A Tokyo, les ministres des affaires étrangères des trois pays voisins de Pyongyang, réunis pour leurs discussions annuelles, ont condamné le tir. La Chine, par la voix de son ministre des affaires étrangères, a de nouveau fait part de son opposition au programme nucléaire de Pyongyang, autre priorité du régime nord-coréen. « Nous avons discuté des derniers développements sur la péninsule coréenne. La Chine est opposée au développement nucléaire nord-coréen et à toute action qui pourrait provoquer des tensions », a déclaré Wang Yi.

« La Chine est opposée à toute action qui violerait la résolution 2270 du Conseil de sécurité de l’ONU », a-t-il ajouté. Les résolutions du Conseil de sécurité, dont la dernière a été adoptée le 2 mars après un compromis entre Washington et Pékin, plus proche allié de Pyongyang, interdisent au régime de Kim Jong-un de développer son programme balistique, mais la Corée du Nord a multiplié les essais de missile depuis son quatrième essai nucléaire en janvier.

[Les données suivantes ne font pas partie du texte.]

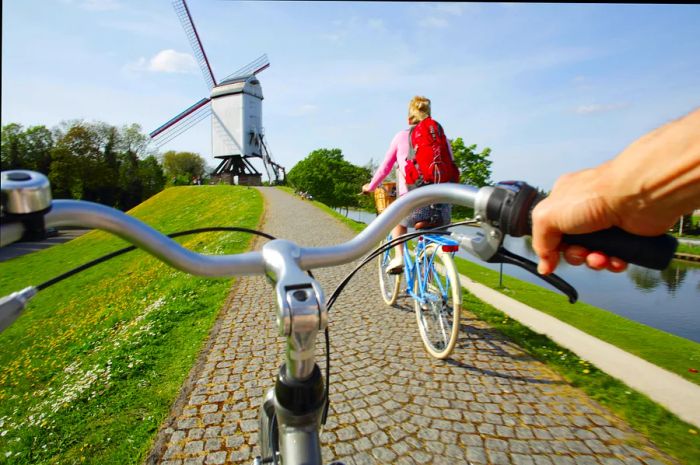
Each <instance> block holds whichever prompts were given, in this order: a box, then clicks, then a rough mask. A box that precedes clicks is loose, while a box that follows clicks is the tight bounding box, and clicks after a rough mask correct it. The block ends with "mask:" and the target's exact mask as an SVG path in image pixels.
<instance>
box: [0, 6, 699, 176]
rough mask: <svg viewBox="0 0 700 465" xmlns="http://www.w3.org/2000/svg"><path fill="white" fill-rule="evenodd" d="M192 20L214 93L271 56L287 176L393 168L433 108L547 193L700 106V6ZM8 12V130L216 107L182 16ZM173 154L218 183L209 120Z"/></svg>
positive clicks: (58, 10)
mask: <svg viewBox="0 0 700 465" xmlns="http://www.w3.org/2000/svg"><path fill="white" fill-rule="evenodd" d="M188 5H189V8H190V12H191V14H192V17H193V20H194V23H195V26H196V27H197V29H198V31H199V35H200V37H201V40H202V42H203V46H204V49H205V51H206V53H207V55H208V57H209V61H210V63H211V65H212V68H213V72H214V75H215V77H216V78H217V79H221V78H223V77H224V76H226V75H228V74H230V73H232V72H233V71H235V70H237V69H238V68H240V67H242V66H244V65H246V64H247V63H249V62H251V61H253V60H254V59H255V58H257V57H259V56H260V55H262V54H263V53H266V54H267V56H268V58H269V60H270V63H271V65H270V67H269V68H268V69H266V70H265V71H263V72H261V73H260V74H259V75H258V77H259V79H260V82H261V85H262V90H263V94H264V97H265V99H264V101H263V125H264V127H265V135H266V138H267V143H268V146H269V148H270V150H271V152H272V156H273V158H274V160H275V161H276V162H277V163H279V164H281V165H283V166H285V167H286V168H287V170H289V169H291V167H293V166H294V164H295V163H297V162H299V161H300V160H302V159H303V158H304V157H306V156H307V155H308V154H309V153H310V152H311V151H313V150H315V149H318V148H339V149H341V150H342V153H343V154H344V156H345V159H346V160H348V161H350V162H351V163H354V164H356V165H366V164H367V163H368V162H369V161H370V160H373V161H374V162H375V163H376V162H378V161H380V160H382V159H383V157H384V154H385V152H386V150H387V149H388V146H389V142H390V141H391V139H392V137H393V135H394V134H395V133H396V132H397V131H399V130H401V129H404V128H405V127H406V116H407V106H408V102H409V100H410V99H411V98H412V97H413V96H414V95H424V96H427V97H428V98H430V99H431V101H432V112H433V117H434V118H435V119H437V120H438V121H439V122H440V123H441V124H442V126H443V127H444V128H445V132H446V133H447V135H448V137H450V138H456V137H462V138H463V139H464V141H465V143H467V144H477V149H478V150H481V149H482V148H484V147H490V148H491V150H492V152H491V160H492V161H493V164H492V179H493V180H494V181H499V180H506V179H522V180H525V181H527V182H529V183H531V184H533V185H537V186H539V187H541V188H544V189H549V188H551V186H552V184H553V183H554V181H555V180H556V178H557V177H558V176H559V175H561V174H563V173H565V172H569V171H574V170H579V169H583V168H586V167H591V166H594V165H596V164H598V163H601V162H602V161H604V160H607V159H609V158H612V157H614V156H615V155H616V154H618V153H619V152H620V151H621V150H622V149H624V148H625V147H626V146H627V145H628V144H630V143H631V142H633V141H634V140H635V139H637V138H638V137H640V136H642V135H643V134H644V133H646V132H648V131H650V130H652V129H654V128H655V127H658V126H659V125H661V124H664V123H665V122H668V121H670V120H672V119H675V118H678V117H680V116H682V115H684V114H686V113H688V112H690V111H691V110H693V109H694V108H697V107H698V106H700V35H699V34H698V30H700V5H646V4H642V5H615V4H514V3H503V4H493V3H402V2H391V3H384V2H235V1H226V0H190V1H189V3H188ZM2 9H3V11H2V12H3V15H2V109H1V119H2V124H3V125H5V124H9V123H12V122H15V123H20V124H22V125H24V126H32V125H46V126H48V127H52V126H54V125H56V124H58V123H59V122H60V121H63V120H73V119H83V120H86V121H104V122H107V123H110V124H113V125H118V126H120V125H123V124H132V123H138V124H140V125H141V126H142V128H143V130H144V132H146V133H147V132H150V131H152V130H153V129H155V128H157V127H158V126H160V125H161V124H162V123H164V122H165V121H167V120H168V119H170V118H171V117H172V116H174V115H176V114H177V113H179V112H180V111H182V110H184V109H185V108H187V107H188V106H189V105H191V104H193V103H195V102H196V101H198V100H200V99H201V98H203V97H207V96H208V88H207V86H206V84H205V81H204V79H203V77H202V73H201V71H200V69H199V67H198V66H197V65H196V62H195V61H194V58H193V55H192V49H191V47H190V45H189V42H188V41H187V38H186V36H185V33H184V31H183V29H182V27H181V25H180V23H179V20H178V18H177V15H176V13H175V11H174V9H173V7H172V5H171V3H170V2H169V1H166V0H163V1H160V0H158V1H155V0H147V1H135V0H5V1H3V2H2ZM166 150H181V151H194V152H197V153H200V154H201V155H202V156H203V157H205V159H206V160H207V163H208V164H209V165H210V166H211V167H215V166H216V165H217V161H216V160H214V159H213V158H212V157H211V123H210V120H209V119H206V120H204V121H203V122H201V123H199V124H198V125H197V126H195V127H193V128H192V129H190V130H189V131H187V132H186V133H184V134H183V135H181V136H179V137H178V138H176V139H174V140H173V141H172V142H170V143H168V144H167V145H165V146H163V147H162V148H161V151H166ZM256 162H258V163H257V164H256V167H257V168H258V170H260V171H263V169H262V164H261V163H259V160H256ZM254 164H255V162H254Z"/></svg>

Le climat est à la tension, provoquée par le début, lundi, des manœuvres conjointes américano-sud-coréennes « Ulchi Freedom » sur la péninsule, dénoncées par Pyongyang comme une répétition avant une invasion. La Corée du Nord y voit une provocation, son ministère des affaires étrangères allant jusqu’à les qualifier d’« acte criminel impardonnable » qui pourrait précipiter la péninsule « au bord de la guerre ».